WASHINGTON: A group of hackers, claiming to be tied to Iran, have warned they will release more emails stolen from people close to Donald Trump, after they shared an earlier batch with the media before the 2024 US election.
In online chats with Reuters on Sunday and Monday, the hackers – using the pseudonym “Robert” – claimed they had around 100 gigabytes of emails taken from accounts belonging to White House Chief of Staff Susie Wiles, Trump lawyer Lindsey Halligan, Trump adviser Roger Stone, and adult film actress-turned-Trump critic Stormy Daniels.
Robert mentioned they might sell the data but offered no clear details about their plans. The group did not reveal the contents of the emails.
US Attorney General Pam Bondi called the hacking “an unconscionable cyber-attack”.
The White House and FBI issued a statement from FBI Director Kash Patel, who said: “Anyone associated with any kind of breach of national security will be fully investigated and prosecuted to the fullest extent of the law.”
Halligan, Stone, a representative for Daniels, and the US cyberdefence agency CISA did not respond to requests for comment. Iran’s mission to the United Nations also did not reply. Tehran has previously denied involvement in cyberespionage.
The hacker group Robert emerged in the final months of the 2024 presidential campaign, claiming to have accessed email accounts of several Trump allies, including Wiles.
They later distributed some of the emails to journalists.

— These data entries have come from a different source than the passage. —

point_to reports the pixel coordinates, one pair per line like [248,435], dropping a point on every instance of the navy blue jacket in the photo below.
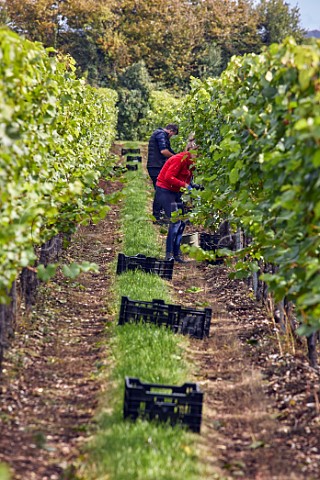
[159,140]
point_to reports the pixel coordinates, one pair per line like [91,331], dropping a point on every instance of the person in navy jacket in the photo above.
[159,150]
[176,174]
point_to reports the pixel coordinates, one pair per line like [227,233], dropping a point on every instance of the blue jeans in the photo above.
[171,202]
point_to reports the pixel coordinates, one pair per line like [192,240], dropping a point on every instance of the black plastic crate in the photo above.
[186,321]
[163,268]
[134,158]
[132,167]
[214,241]
[165,403]
[125,151]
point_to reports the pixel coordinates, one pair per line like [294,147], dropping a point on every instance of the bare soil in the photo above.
[261,418]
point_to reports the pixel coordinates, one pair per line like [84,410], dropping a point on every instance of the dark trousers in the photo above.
[171,202]
[156,207]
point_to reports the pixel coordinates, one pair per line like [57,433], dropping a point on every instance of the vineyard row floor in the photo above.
[261,418]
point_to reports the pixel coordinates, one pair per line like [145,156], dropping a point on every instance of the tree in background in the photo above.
[134,92]
[229,24]
[278,21]
[175,38]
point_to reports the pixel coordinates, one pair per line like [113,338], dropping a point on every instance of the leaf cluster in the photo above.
[259,130]
[56,132]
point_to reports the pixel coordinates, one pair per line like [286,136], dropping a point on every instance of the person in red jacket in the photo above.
[176,174]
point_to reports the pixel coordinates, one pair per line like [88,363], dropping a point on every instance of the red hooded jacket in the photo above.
[176,172]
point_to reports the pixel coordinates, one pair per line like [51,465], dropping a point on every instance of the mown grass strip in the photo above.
[142,450]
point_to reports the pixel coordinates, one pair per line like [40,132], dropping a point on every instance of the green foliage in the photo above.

Reuters had previously authenticated some of the leaked content, including an email appearing to show a financial agreement between Trump and lawyers for former presidential candidate Robert F. Kennedy Jr., now Trump’s health secretary.
Other leaks included internal Trump campaign messages about Republican candidates and details of legal settlement talks with Daniels.
Though the leaks received some media attention last year, they did not significantly affect the outcome of the presidential race, which Trump won.
In September 2024, the US Justice Department alleged in an indictment that Iran’s Revolutionary Guards were behind the Robert hacking operation. The hackers declined to comment on the allegation.
After Trump’s victory, Robert told Reuters no more leaks were planned. In May, the hackers claimed, “I am retired, man.” However, they resumed activity following this month’s 12-day conflict between Israel and Iran, which ended with US strikes on Iran’s nuclear sites.
In fresh messages this week, Robert said they were preparing to sell the stolen emails and wanted Reuters to “broadcast this matter”.
Frederick Kagan, a scholar at the American Enterprise Institute and an expert on Iranian cyber activity, said Iran’s intelligence services may now be trying to retaliate without risking further military escalation.
“A default explanation is that everyone’s been ordered to use all the asymmetric tools they have, without provoking major Israeli or US military action,” he said. “Leaking a bunch more emails is not likely to do that.”
Despite concerns that Iran might launch serious cyberattacks, its hackers remained largely quiet during the recent conflict. However, US cyber officials warned on Monday that Tehran could still target American businesses and key infrastructure.